A couple of blogposts ago I shared the spoken word piece performed at Kate Wharton’s BeLoved ceremony, at which she made vows of singleness. I particularly like the following lines, which speak of an openness to the other, a passionate chastity I think we can all aspire to, single or married or other.

He instills in us a bigger heart, a wider stretch for welcome arms, 
And in him we are home and make home, finding peace where we are, 
Yet we call in one more to find hope in the dark, 
Giving away the gift of belonging, 
Knowing family is an open invite to the upside-down kingdom 
And we won’t quit, we won’t build walls, we won’t close down or grip tight, 
We pray keep this heart soft and strong, help me shine out your light 
So like neon signs in clouded skies the call of God will shine “You are beloved, be loved.” 
This discussion really seemed to strike a chord on Sunday night, with a real enthusiasm for affirming the love and joy that may be found outside of the married-with-kids model that society and the church have traditionally been so keen to press people into. This may be something we come back to…

Obedience

This is where things really start to get tricky between me and Ignatius, as he believed in maintaing a strict hierarchy within the order, but that is the antithesis of the Baptist ecclesiology I so fiercely believe in. I think we are called to practice mutual obedience, inviting and submitting to one another. It is hard but keeps us humble and considerate.

So much for obedience in the church, but of course there other areas of life where we are required to be obedient without that same mutuality.
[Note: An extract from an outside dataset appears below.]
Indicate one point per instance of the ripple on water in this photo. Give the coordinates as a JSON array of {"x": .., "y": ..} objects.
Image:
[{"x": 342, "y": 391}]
Martin calls us to accept such authority with grace, but that does not rule out challenge, as proved by Daniel Berrigan, the Jesuit priest whose opposition to the Vietnam War landed him on the FBI’s most wanted list. Perhaps we must discern whether acceptance or challenge is the better witness in each case.

Martin also talks about obedience to God as a surrendering to him, even when we are suffering. When some of us gathered to pray in a difficult time a couple of weeks ago, I kept thinking of the passage in John where Jesus asks his disciples if they want to leave him, and Peter answers “To whom would we go? You have the words of eternal life”. Even if we go to God with questions and rage and confusion, it is to God that we must go. There is something uncomfortable about calling that obedience, but there is certainly a sense of God being the one we always return to.

Obedience to God also means a willingness to adventure, although that does not mean giving up our entire freedom. When Thomas Oord was with us he talked about choosing from among the best options available to us, emphasising that God does not give us a single right path. Again, obedience doesn’t feel like the right word, but there is a leaning into God for wisdom.

The Methodist Covenant Prayer says Put me to what you will, rank me with whom you will; put me to doing, put me to suffering; let me be employed for you, or laid aside for you, exalted for you, or brought low for you; let me be full, let me be empty, let me have all things, let me have nothing: I freely and wholeheartedly yield all things to your pleasure and disposal”. It is a radical declaration of obedience, but I think there is someting liberating in that willingness to accept whatever comes our way.

 

So there is a very brief introduction to the disciplines of poverty and chastity and obedience. I offer these thoughts to you, and encourage you to think about where the blessings might be for you, and how you might incorporate them into your own lives.